Father Deavan is thoroughly charmed, Elicia is awkwardly judgmental, and Deavan whines that she can’t believe they sold her for a box. So did he get the box back, or did someone promise Jihoon a cash back refund?
And still, Teayang soldiers on, interested in his grandfather. “Who is this older fellow bringing a thin beam of light into my dark world?” Teayang has questions. “Drascilla was moved by their reunion, so much that she neglected to fart in her birthday bread before we ate it. And this box tempts me. So many beautiful things I can hold in my mouth. Can I ride it down a snow covered hill in it? Can the older guy take me? Who is this wizard?”
Deavan tries on her wedding dress with an assist from her mom, and lives in a world where her butt is big. It is a gorgeous, unique dress, and no one is asking her to say yes to it. Deavan says the way Jihoon helped with the miscarriage really fixed their relationship, and she’s happy to be close with his mom all of a sudden. Elicia feels bad that she couldn’t be there for Deavan in her grief, blaming Jihoon and accelerating a narrative where this is his fault. Elicia says she supports the marriage for her and the kids, which is support-like, but not really. This is the “I’m sorry that you feel that way” of support declarations.

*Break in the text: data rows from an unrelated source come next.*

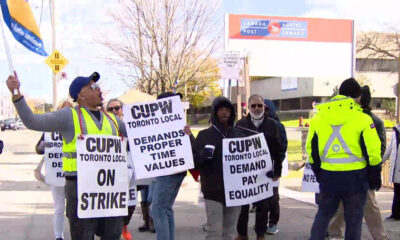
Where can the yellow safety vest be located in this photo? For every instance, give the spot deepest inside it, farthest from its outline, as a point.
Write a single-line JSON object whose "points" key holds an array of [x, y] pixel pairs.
{"points": [[339, 125], [108, 127]]}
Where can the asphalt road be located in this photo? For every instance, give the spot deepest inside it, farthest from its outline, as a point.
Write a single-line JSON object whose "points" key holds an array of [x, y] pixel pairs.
{"points": [[26, 205]]}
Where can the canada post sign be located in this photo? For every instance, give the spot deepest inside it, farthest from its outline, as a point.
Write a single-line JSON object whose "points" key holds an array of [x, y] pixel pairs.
{"points": [[273, 28]]}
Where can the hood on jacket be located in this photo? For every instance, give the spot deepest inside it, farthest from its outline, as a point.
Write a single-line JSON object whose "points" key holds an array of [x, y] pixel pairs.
{"points": [[335, 111], [222, 102], [271, 108]]}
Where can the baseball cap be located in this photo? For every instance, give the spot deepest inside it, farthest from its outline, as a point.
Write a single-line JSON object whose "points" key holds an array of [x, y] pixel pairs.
{"points": [[350, 88], [79, 82]]}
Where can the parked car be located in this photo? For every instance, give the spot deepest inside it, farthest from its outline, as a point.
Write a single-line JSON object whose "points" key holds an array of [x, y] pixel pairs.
{"points": [[9, 124]]}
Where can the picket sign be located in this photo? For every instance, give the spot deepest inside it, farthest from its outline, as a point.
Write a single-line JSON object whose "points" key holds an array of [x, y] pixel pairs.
{"points": [[54, 174], [245, 164], [157, 142], [102, 176]]}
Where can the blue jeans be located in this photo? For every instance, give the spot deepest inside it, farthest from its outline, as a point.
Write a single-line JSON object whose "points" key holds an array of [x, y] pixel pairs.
{"points": [[165, 190], [144, 193], [353, 204]]}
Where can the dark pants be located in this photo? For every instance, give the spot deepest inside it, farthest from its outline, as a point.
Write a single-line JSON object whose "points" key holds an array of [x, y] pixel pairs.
{"points": [[353, 204], [84, 229], [261, 218], [127, 219], [274, 210], [396, 202]]}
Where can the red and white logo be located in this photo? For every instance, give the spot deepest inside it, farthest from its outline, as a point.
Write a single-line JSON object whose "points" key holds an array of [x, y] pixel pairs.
{"points": [[274, 27]]}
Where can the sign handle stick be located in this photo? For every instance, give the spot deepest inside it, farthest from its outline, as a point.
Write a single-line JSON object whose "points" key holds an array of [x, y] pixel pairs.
{"points": [[8, 53]]}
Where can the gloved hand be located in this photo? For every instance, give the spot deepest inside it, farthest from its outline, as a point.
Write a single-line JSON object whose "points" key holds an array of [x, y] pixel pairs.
{"points": [[270, 174], [207, 153]]}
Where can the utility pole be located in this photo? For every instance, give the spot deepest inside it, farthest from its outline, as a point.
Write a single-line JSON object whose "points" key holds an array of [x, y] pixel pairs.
{"points": [[246, 78], [53, 46]]}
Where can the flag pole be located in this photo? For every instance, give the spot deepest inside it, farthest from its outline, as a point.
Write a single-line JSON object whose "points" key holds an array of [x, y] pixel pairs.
{"points": [[7, 49]]}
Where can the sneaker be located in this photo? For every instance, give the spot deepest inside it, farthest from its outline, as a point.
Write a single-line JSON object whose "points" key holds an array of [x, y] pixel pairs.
{"points": [[272, 230], [126, 234], [204, 227]]}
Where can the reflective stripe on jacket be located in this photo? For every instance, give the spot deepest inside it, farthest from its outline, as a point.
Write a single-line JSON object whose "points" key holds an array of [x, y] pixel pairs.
{"points": [[88, 127], [340, 129]]}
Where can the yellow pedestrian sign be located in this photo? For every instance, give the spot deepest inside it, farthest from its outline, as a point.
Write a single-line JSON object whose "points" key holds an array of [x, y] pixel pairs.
{"points": [[56, 61]]}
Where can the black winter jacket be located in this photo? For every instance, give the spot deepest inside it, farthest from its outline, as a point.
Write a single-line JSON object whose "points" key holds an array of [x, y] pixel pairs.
{"points": [[211, 172]]}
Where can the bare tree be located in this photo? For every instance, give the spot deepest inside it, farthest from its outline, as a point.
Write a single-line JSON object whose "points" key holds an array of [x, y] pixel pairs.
{"points": [[378, 45], [164, 42]]}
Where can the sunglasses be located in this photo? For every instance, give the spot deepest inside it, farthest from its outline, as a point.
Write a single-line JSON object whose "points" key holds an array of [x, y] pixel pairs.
{"points": [[94, 86], [116, 108], [257, 105]]}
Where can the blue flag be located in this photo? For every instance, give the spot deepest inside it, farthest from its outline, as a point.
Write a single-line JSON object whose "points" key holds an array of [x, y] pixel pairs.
{"points": [[19, 18]]}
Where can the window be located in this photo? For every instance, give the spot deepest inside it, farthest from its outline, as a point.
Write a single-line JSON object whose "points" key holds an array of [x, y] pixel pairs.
{"points": [[376, 65]]}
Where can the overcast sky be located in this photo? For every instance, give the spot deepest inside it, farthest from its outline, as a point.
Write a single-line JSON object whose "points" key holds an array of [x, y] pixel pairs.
{"points": [[80, 22]]}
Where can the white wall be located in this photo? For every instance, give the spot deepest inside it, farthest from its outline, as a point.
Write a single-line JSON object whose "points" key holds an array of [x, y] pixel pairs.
{"points": [[295, 58]]}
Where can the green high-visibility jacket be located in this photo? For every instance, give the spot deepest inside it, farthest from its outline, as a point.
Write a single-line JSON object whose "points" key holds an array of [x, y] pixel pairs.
{"points": [[341, 130], [109, 127]]}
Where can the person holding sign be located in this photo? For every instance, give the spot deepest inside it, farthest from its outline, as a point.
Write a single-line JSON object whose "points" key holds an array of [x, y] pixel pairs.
{"points": [[207, 153], [165, 190], [258, 122], [372, 214], [58, 192], [344, 152], [74, 124], [115, 106], [274, 209]]}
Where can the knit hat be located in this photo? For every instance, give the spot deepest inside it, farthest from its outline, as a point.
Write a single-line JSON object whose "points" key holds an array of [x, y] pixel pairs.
{"points": [[350, 88], [365, 97]]}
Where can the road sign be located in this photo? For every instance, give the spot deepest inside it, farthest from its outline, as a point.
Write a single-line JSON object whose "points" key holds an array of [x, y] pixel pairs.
{"points": [[56, 61], [230, 65]]}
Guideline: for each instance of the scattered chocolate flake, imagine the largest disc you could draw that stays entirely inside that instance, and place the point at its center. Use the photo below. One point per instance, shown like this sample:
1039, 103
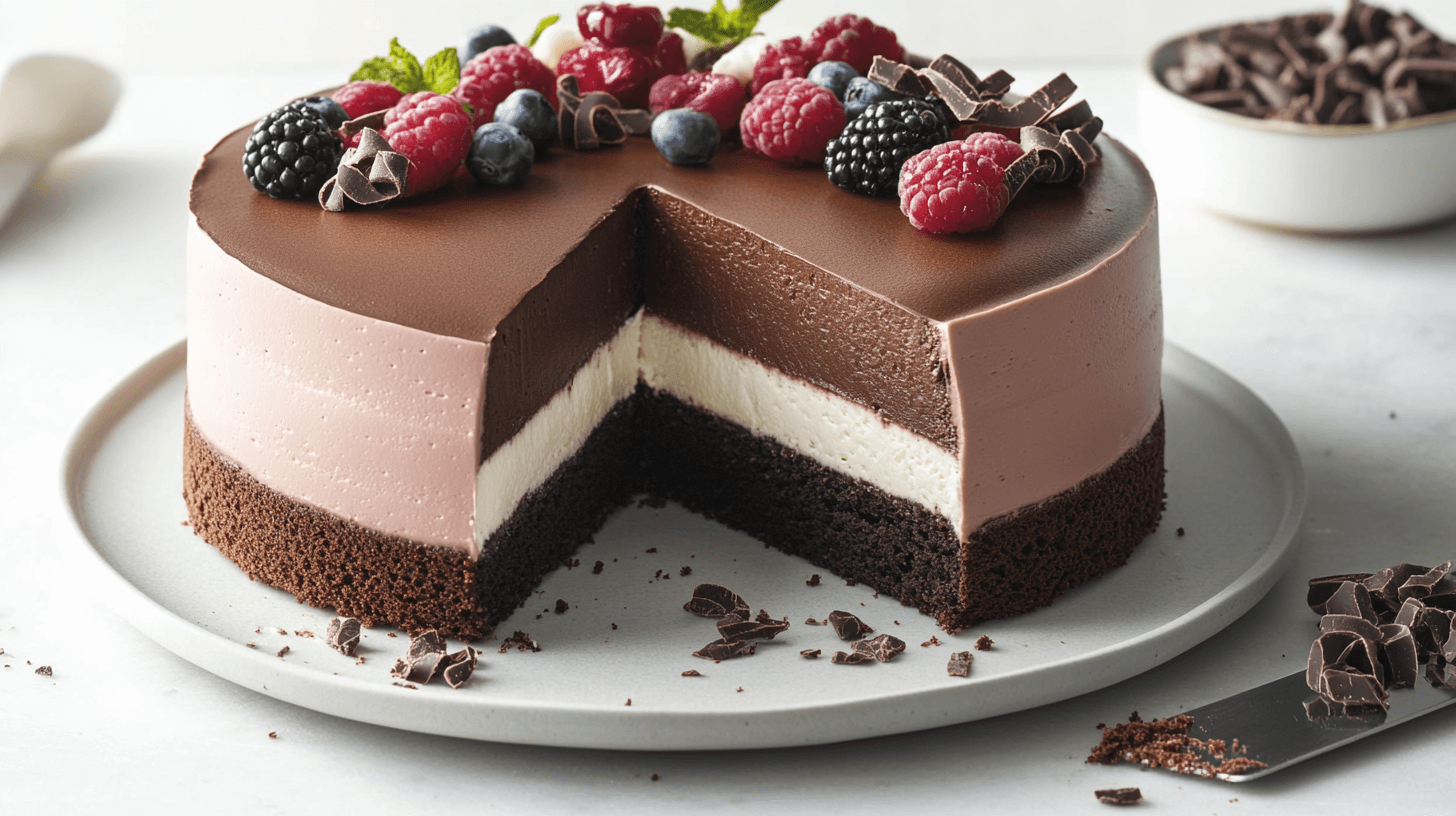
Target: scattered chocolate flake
733, 627
1165, 743
848, 627
960, 665
727, 650
1120, 796
367, 175
520, 641
883, 649
1362, 66
344, 636
712, 601
457, 668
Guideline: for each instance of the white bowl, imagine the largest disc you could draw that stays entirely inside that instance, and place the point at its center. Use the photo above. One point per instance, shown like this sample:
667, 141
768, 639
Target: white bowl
1316, 178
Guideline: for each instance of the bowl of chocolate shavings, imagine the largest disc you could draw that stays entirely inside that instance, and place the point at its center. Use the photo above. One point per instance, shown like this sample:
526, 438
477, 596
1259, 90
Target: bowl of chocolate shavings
1319, 123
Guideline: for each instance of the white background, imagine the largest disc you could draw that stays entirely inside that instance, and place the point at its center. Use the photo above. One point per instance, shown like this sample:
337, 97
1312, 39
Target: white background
1351, 341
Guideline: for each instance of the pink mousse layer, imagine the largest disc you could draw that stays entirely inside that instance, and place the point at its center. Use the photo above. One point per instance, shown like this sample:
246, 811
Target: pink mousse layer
372, 421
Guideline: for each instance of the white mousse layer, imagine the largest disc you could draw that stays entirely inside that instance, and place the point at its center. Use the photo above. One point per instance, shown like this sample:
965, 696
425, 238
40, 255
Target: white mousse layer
821, 426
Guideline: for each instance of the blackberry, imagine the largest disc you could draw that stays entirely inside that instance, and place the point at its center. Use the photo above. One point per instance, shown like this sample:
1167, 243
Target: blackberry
291, 153
868, 155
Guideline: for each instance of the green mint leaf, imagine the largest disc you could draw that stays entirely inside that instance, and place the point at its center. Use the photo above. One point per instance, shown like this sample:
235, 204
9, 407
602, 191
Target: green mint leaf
399, 69
540, 26
441, 72
719, 25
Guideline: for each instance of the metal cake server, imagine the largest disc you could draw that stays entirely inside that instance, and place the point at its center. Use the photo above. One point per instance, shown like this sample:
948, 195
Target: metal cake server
47, 104
1270, 720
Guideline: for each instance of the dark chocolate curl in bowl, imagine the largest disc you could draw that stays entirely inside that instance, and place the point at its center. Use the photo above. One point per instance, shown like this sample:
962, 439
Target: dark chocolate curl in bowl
588, 121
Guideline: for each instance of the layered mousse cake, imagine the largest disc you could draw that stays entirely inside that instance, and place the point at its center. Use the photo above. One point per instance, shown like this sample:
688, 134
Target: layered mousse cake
412, 414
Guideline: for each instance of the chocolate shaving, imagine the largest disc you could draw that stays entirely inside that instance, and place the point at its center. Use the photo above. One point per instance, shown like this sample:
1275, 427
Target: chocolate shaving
712, 601
727, 650
883, 649
851, 657
344, 636
367, 175
848, 627
588, 121
1118, 796
960, 665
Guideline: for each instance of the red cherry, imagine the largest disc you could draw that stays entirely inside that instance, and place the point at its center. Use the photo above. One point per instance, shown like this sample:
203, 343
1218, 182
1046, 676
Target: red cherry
623, 25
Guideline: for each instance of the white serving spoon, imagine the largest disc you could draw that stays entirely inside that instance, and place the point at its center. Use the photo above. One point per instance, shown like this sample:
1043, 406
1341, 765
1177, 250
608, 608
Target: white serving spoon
47, 104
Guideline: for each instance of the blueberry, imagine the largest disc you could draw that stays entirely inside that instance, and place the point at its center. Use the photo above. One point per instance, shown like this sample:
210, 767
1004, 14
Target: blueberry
835, 76
685, 136
862, 93
326, 108
482, 40
500, 155
529, 112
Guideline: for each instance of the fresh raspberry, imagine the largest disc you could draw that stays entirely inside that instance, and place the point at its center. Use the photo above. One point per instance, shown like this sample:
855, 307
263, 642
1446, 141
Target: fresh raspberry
619, 70
853, 40
791, 120
717, 95
622, 25
788, 59
669, 57
958, 185
366, 96
492, 75
434, 133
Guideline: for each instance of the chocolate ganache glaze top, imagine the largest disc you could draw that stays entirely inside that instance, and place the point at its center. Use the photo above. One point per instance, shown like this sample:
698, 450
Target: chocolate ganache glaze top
460, 260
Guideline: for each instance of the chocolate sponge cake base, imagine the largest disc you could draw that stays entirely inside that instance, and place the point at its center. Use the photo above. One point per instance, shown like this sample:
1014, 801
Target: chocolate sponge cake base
658, 445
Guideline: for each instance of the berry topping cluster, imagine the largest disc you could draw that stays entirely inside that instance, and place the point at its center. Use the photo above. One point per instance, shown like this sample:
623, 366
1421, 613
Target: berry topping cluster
692, 79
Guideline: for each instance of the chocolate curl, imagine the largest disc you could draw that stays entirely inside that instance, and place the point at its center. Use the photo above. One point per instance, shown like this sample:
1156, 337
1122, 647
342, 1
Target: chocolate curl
597, 118
369, 174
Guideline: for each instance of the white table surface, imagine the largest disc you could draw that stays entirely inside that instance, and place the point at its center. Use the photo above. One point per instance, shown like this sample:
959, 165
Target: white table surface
1351, 341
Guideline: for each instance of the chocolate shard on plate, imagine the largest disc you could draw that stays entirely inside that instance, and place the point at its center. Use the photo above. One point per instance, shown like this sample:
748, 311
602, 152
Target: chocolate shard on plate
733, 627
1324, 587
883, 647
1118, 796
960, 665
1399, 656
848, 627
459, 666
712, 601
727, 649
851, 657
344, 636
1351, 599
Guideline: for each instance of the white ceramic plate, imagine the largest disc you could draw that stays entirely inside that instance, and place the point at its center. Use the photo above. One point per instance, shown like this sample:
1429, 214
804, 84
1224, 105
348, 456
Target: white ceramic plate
1235, 484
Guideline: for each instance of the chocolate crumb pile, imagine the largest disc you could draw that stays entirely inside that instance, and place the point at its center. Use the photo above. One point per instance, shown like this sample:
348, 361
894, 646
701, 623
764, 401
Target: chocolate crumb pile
428, 659
737, 634
1165, 743
1363, 66
1376, 631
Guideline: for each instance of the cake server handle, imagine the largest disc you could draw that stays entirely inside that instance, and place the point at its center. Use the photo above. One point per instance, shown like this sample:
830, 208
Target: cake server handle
1271, 723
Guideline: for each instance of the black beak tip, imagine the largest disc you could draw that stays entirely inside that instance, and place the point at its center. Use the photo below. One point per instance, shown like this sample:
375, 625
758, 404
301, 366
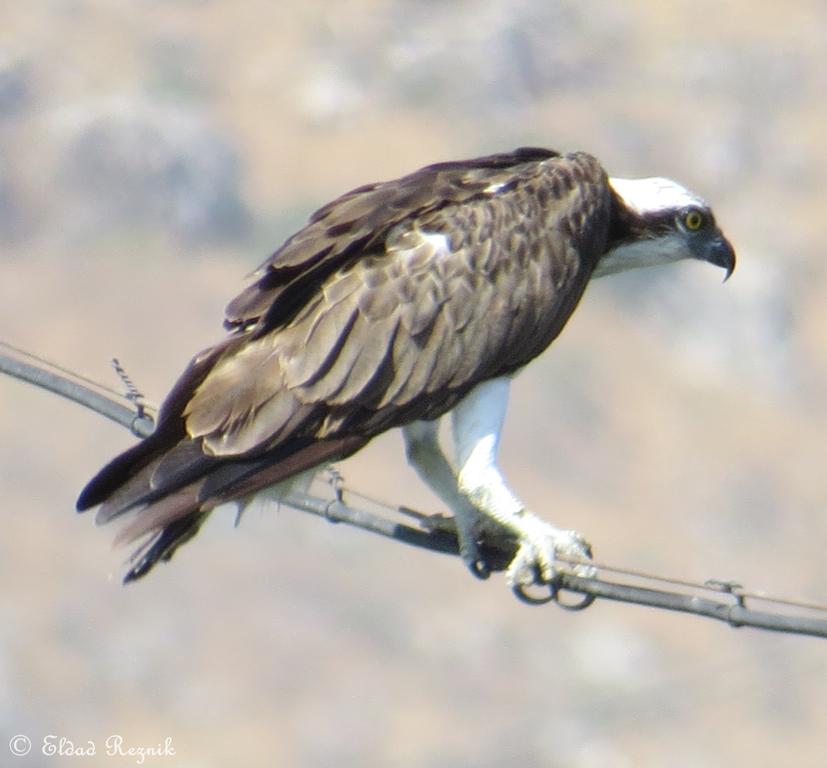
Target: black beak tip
722, 254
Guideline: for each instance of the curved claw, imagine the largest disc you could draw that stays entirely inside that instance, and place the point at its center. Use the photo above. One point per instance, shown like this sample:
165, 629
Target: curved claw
479, 568
522, 593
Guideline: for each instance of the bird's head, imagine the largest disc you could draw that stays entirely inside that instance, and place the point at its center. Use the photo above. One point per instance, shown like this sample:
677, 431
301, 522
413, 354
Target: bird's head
657, 221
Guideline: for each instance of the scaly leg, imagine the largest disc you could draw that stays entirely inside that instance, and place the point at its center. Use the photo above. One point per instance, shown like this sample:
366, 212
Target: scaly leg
478, 420
426, 457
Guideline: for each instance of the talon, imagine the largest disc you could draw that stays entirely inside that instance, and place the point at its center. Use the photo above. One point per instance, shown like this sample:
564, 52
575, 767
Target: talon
470, 554
540, 546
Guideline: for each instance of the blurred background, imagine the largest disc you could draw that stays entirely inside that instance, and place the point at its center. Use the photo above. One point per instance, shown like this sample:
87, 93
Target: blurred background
152, 155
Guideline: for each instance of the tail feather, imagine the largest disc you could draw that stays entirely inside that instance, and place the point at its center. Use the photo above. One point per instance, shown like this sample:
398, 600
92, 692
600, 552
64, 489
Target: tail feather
169, 497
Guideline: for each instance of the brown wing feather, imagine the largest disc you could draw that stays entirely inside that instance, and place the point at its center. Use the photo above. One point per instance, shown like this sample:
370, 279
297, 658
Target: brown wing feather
390, 305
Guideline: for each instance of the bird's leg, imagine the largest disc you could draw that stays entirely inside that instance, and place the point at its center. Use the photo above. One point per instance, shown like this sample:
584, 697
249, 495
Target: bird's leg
426, 457
478, 420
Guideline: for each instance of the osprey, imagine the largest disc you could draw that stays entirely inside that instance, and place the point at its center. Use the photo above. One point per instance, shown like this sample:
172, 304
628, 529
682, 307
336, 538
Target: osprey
398, 303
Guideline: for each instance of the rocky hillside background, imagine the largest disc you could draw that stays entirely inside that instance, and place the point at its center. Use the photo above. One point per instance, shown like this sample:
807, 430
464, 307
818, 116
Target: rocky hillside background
151, 155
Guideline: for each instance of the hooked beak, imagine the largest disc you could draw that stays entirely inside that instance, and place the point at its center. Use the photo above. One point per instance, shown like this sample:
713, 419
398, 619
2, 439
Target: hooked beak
719, 251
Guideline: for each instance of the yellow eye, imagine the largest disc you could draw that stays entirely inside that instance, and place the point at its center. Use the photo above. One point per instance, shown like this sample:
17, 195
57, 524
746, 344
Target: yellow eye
693, 219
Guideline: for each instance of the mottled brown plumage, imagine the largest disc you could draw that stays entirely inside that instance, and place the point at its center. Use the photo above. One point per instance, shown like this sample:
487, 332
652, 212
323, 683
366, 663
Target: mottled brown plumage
388, 307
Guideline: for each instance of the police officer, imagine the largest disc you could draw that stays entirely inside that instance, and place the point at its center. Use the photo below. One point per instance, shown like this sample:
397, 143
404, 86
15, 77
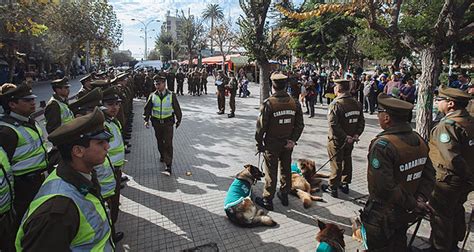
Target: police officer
7, 237
163, 109
279, 126
400, 178
451, 151
346, 124
57, 111
22, 139
232, 87
221, 82
68, 213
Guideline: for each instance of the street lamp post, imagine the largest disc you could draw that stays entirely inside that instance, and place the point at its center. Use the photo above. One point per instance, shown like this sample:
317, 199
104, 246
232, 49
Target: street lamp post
145, 27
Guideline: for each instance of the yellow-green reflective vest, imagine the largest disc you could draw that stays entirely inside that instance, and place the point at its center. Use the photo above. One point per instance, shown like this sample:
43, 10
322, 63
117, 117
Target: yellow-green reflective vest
66, 113
162, 108
106, 178
94, 233
117, 148
30, 152
6, 183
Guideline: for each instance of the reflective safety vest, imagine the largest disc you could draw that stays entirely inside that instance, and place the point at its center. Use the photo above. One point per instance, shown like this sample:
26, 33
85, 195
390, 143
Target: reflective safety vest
162, 108
106, 178
117, 148
94, 232
6, 183
30, 152
66, 113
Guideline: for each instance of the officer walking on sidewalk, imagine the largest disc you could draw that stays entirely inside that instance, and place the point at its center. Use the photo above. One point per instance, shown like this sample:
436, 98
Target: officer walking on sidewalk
162, 107
68, 213
451, 151
400, 178
279, 126
346, 124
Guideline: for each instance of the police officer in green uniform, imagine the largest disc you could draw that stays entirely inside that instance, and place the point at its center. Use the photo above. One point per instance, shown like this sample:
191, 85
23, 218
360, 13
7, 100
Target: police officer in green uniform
221, 82
21, 137
162, 107
451, 151
68, 213
400, 178
346, 124
57, 111
7, 237
279, 126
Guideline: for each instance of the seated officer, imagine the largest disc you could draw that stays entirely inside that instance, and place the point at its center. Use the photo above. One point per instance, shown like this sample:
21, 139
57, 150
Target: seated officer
68, 213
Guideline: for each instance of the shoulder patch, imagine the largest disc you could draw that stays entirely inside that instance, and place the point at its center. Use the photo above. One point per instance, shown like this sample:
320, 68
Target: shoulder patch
444, 138
375, 163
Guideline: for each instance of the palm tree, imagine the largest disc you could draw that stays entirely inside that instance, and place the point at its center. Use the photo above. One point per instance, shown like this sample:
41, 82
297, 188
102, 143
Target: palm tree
213, 12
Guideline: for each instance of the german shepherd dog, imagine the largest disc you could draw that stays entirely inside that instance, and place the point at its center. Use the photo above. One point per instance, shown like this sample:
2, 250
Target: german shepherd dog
241, 210
330, 235
308, 182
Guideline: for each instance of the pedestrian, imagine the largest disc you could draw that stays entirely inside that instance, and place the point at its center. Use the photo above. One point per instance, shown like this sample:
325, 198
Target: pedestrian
180, 76
451, 151
7, 197
346, 124
21, 137
68, 213
164, 111
232, 88
221, 82
279, 126
400, 178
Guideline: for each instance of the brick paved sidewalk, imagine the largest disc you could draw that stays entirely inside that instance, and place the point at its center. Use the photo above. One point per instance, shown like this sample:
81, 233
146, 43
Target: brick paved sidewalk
161, 213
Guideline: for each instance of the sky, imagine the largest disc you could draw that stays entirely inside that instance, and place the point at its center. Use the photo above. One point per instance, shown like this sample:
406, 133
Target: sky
146, 10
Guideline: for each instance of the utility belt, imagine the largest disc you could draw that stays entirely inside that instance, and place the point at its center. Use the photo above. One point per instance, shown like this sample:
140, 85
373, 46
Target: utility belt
163, 121
32, 175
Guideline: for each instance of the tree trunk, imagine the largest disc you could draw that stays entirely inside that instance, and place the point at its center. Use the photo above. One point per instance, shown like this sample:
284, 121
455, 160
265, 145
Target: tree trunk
264, 80
430, 71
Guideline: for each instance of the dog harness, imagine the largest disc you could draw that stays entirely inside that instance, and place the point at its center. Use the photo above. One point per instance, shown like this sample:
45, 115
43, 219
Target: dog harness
295, 169
238, 191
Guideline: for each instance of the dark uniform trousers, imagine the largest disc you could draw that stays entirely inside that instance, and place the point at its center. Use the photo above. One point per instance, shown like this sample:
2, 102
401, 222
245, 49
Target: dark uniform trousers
164, 138
221, 99
7, 234
274, 159
25, 187
341, 164
448, 226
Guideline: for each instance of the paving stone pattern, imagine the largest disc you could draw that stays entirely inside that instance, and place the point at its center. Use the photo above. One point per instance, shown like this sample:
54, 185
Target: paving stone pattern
161, 213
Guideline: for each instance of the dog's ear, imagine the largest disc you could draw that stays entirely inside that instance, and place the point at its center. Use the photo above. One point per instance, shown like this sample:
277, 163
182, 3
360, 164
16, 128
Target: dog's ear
321, 225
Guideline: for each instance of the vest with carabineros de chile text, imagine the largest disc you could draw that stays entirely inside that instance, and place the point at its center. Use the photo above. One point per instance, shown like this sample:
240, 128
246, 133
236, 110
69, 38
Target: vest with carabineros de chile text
282, 118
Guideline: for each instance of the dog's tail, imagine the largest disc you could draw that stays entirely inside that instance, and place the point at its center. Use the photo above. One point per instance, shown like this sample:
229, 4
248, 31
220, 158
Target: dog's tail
264, 220
304, 197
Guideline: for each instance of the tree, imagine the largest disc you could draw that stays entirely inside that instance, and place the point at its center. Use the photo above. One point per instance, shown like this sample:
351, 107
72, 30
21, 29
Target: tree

All of this is better than American Cheese and our favorite frowning grocery shopper, Melyza. Like a lot of people who move to neighboring nations, Cheese has kept his job, and now that he knows Melyza went dick shopping while they were apart, he’s ready to return to it. He’s so torn about his possible relocation that he’s already bought a ticket, without telling Melyza. She’s caught off guard, since she was really enjoying the upper hand and the possibility of milking this forever.
They’re sad while packing suitcases, sad while promising to return, sad in the car all the way to the airport, and sad at the airport. Never mind that this is an entirely manufactured problem that could just as easily be resolved by sticking it out, learning Spanish or Portuguese, marrying, and then getting a job.
“I don’t know,” Melyza says, a tear trickling down her cheek. “It’s almost like we totally wasted everyone’s time.”
You did, so here’s a story about Sprocket and Pickle: So the other day Pickle is hauling ass through the living room with Sprocket’s stuffed squirrel in her mouth. The plan was for Sprocket to chase her, but instead he’s shook that she’s kidnapped his baby. He sits in the middle of the living room and starts crying until she brings Squirrel back, and lays him down like, “Damn, I didn’t know it would be all of that.” Sprocket immediately puts Squirrel in front of the heater to bring him back to life, and then carries him to my lap. He starts grooming him and asking me if the little feller is gonna make it, and I say I dunno, it’s going to be touch and go for awhile. All we can do is pray. Sprocket responds by taking a nap on Squirrel’s face. This concludes the section desperate to be more interesting than Cheese and his grater.
NEXT WEEK: Jesus Christ, this season never ends, and yes, the same sort of shit continues to happen. Ari gets caught in a Christian mosh pit, Kenny and Armando are using a television as a computer screen, Drascilla is getting ideas about enlivening this wedding, Jenny and Sumit are having the same conversation, and everyone at home is considering watching Real Housewives of Potomac instead.